Meanwhile Checkers worked early and late at the store, to make up for Arthur's absence. He felt this loss of a companion keenly, and soon the long drive home alone, and the air of apprehension and lonesomeness, which pervaded the house, became so irksome to him that he arranged to stay in town with Mr. Bradley, who kept house with a maiden sister in their little home just next to the store.

It was from this same sister, who disliked Arthur, but had taken to Checkers, as every one did, that Pert at last learned the reason of Checkers coming to Clarksville.

Mr. Bradley had told his sister the bare facts as he had learned them from Arthur, and these she had enlarged upon in relating them to Pert, embellishing the story to suit her fancy.
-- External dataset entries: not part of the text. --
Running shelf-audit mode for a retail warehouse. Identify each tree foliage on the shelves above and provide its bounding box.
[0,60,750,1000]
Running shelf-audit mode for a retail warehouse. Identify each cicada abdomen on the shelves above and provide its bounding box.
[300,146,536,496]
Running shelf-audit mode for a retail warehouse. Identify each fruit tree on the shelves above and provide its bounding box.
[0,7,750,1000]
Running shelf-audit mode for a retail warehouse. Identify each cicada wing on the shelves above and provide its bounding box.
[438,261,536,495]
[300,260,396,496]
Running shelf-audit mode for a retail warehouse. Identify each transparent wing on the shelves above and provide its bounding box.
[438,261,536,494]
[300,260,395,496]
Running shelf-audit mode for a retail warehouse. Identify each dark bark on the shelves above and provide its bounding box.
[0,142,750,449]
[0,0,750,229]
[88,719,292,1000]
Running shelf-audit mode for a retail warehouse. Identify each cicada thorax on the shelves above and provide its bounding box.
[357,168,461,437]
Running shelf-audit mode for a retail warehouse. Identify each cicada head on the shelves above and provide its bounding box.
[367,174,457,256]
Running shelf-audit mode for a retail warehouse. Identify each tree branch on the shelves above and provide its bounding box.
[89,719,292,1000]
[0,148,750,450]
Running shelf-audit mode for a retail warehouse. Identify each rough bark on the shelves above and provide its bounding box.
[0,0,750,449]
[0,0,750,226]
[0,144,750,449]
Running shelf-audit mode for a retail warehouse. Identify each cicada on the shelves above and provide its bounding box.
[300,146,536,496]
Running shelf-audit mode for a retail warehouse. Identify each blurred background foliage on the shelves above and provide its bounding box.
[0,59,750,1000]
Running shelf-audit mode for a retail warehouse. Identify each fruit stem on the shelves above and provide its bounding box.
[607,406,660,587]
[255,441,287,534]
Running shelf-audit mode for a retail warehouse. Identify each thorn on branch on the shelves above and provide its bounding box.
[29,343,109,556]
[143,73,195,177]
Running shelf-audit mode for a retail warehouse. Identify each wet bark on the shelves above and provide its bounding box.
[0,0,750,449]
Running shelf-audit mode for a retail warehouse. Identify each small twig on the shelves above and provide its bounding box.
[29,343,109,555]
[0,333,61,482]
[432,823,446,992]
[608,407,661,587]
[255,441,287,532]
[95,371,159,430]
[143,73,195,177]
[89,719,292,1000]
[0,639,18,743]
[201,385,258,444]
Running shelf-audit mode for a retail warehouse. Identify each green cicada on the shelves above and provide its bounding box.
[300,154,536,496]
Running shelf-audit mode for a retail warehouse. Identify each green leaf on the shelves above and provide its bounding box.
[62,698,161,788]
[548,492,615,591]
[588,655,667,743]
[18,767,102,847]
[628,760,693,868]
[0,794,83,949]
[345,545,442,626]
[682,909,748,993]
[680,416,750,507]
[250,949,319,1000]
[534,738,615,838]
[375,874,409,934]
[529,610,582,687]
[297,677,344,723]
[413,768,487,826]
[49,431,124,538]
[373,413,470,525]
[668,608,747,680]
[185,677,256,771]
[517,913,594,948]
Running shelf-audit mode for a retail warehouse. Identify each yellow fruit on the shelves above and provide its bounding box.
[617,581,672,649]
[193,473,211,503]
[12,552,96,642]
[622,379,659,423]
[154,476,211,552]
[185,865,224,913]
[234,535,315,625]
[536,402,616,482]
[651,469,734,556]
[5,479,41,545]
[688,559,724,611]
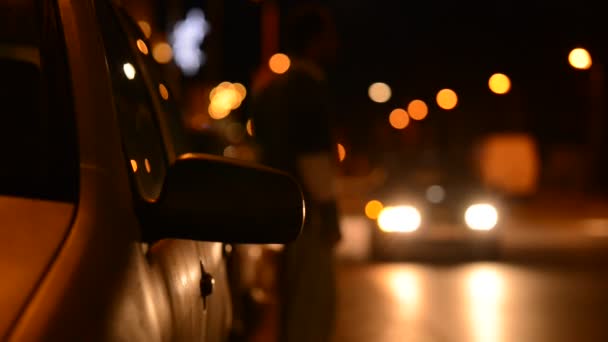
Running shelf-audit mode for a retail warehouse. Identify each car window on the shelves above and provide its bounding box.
[96,1,166,201]
[0,1,78,202]
[117,7,225,155]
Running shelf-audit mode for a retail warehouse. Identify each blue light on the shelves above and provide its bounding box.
[169,8,210,76]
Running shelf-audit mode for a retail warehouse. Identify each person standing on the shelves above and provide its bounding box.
[251,5,340,342]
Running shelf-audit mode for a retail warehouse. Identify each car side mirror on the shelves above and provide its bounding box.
[141,153,305,243]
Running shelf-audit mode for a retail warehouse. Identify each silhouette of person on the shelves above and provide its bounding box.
[252,5,340,342]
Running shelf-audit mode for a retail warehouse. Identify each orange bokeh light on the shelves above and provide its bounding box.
[437,89,458,110]
[268,53,291,74]
[407,100,429,120]
[388,108,410,129]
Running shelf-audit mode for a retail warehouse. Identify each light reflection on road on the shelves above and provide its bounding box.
[334,262,608,342]
[465,266,505,342]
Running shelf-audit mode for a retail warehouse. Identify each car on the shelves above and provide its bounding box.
[368,168,507,260]
[0,0,304,341]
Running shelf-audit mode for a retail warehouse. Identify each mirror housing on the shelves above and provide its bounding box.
[141,153,305,243]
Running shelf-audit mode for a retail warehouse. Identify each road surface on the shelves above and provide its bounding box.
[335,262,608,342]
The discovery of this attempt upon Arthur's part to shield himself, and belittle his friend, checked the growing pity and tenderness Pert felt for him because of his illness, and killed every possible vestige of regard she might have had remaining for him. Checkers, on the contrary, grew in favor. He had discovered that it was but a pleasant and picturesque walk from town to the Barlow place, and evening after evening found him seated under the trees with the girls, banjo in hand, singing for them, and telling them interesting tales of his many and varied experiences.

Sadie's father returned, and she went back to town to be with him. But Checkers still took his evening walk out the country road, except when Pert came in to spend the night with her cousin, as she often did.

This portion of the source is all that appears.